Mamoru Oshii’s ‘Ghost in the Shell’, presents an era in which information can be moved without any restrictions because it can be freely distributed via a network that is like an Electronic Brain. In this time, how can the identity of the self be guaranteed if the Electronic Brain is hacked and memory, one of the representative functions of mental activity, is manipulated? In the work, a puppet master, in the form of a computer program, becomes aware of itself at some point when it acquires vast amounts of information. And it insists that (s)he is a live creature.

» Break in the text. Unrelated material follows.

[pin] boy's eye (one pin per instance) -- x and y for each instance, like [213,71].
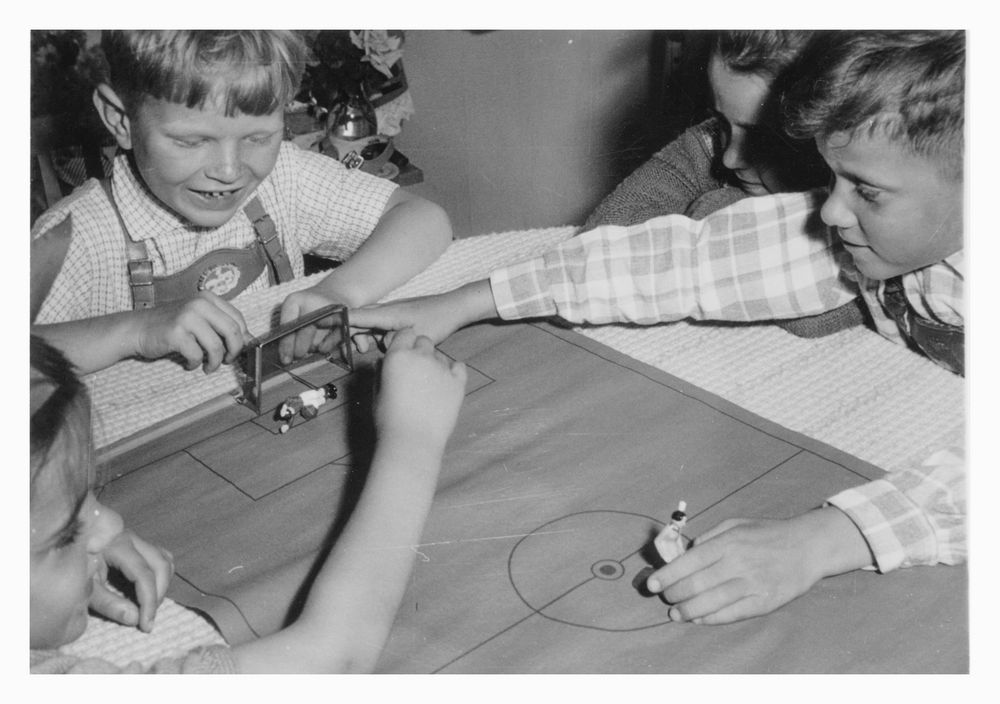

How can individual beings be defined when the movement of information (or memory) goes beyond their boundaries due to developing technology? The work also asks questions about the regulation of species reproduction. The director pportrays beings as Ghosts. And then presents the procreation of races that passes on the characteristics of individuals, as a merging of Ghosts. The birth of a new existent being through this convergence resembles reincarnation, an important theory of Indian philosophy, including Buddhism. Therefore, this study first analyzes Ghost as an entity and examines how Ghosts can be interpreted within reincarnation theory.
Results Findings show that Ghosts seem to be closer to the perceptual faculty suggested by Buddhism than the immortal soul (ātman), and it is deduced that there is a similarity to the action of the consciousness of the past life or the action of the antarābhava (中有).
In addition, it is suggested that this work can be interpreted as a type of reincarnation theory based on the fact that the existing, which arises from the mergence between Ghosts, cannot remember its state before the mergence.